Fonts and traits I can do without. I have nothing against progress that has been thought about, and tested fully and is optional for me to load. (its called a package, every innovation can be delivered as a package, even a changeset can be delivered as a loadable package)
Every innovation in the "3.x stable plane" should be developed, tested, COMPLETELY FINISHED and made loadable into 3.10 (and 3.9) since they are practically the same, so that all legacy code in 3.10 and 3.9 continues to work and there are no surprises.
"trunk" is the pursuit of random "progress", on the fly, hacking, without thinking in advance, and without making the knowledge available in a usable form for anyone who is not in the "trunk" fork, and without a continuous testing framework. Trunk is purposefully a fork away from (3.9 and 3.10) And I cant tell my clients what is coming in 1 months time let alone a years time.
If you want progress without compatability, go and nag Craig, who said he would deliver Squeak 5.0 18 months ago. Andreas should have supported, worked with and annoyed Craig, not me. All of "trunk" effort should be producing 5.x on top of spoon, not 3.x.
- to determine whether Keith acknowledges this fact
- if so, to determine whether his approach may address the issue in
some way that I missed
So yes I think you missed the point of my belief that we are supposed to be supporting squeak as a professional development product with a professional attitude.
Currently the attitude is, release the image, forget about it, and move on to the next release, which will probably not be compatible with the previous one, and definitely will not have a migration path for you, sure we might fix some stuff but if you want to use it, you have to take all the pain of keeping up.
3.10 as a release should be a stable supported release, with fixes and improvements that do not break compatibility or continuity in 3.11 3.12 etc etc. The 3.x team is responsible for providing 3.x-1 users a migration path, and the easiest way to achieve this is to make all 3.x- innovations, optional loads into 3.x-1. Its not hard, its just a matter of making the choice not to group-hack.
So when a professional developer starts using 3.10, he is continuously supported, with bug fixes, managed in a bug fix database, and new versions, all of which maintain compatibility.
So the board's first responsibility is to support the existing users of squeak, by making sure that the maintained version is maintained, and "progress" occurs within the capabilities of the existing users. I do not have the ability to load closures into 3.10 on my own, this is a serious issue. By not insisting that closures are loadable into a raw 3.10 the board is letting me down.

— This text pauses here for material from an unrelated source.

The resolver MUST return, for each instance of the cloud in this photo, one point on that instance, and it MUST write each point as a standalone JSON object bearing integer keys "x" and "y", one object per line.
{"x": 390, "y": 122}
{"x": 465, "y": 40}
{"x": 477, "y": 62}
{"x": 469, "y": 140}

Secondly they want to make a brand shiny new product, to attract new users with new flashy capabilities. However, it is absolutely stupid to use one as a club to kill the other.
Given that the "trunk" is not providing the migration path, it is a year away form being ready for me to use, and there is no ongoing support for me as a 3.10 user. I am very concerned that squeak was a bad choice to make as a development tool, that I had the cheek to sit in meetings with clients and say, its ok, we can develop stuff and it will keep going for years to come.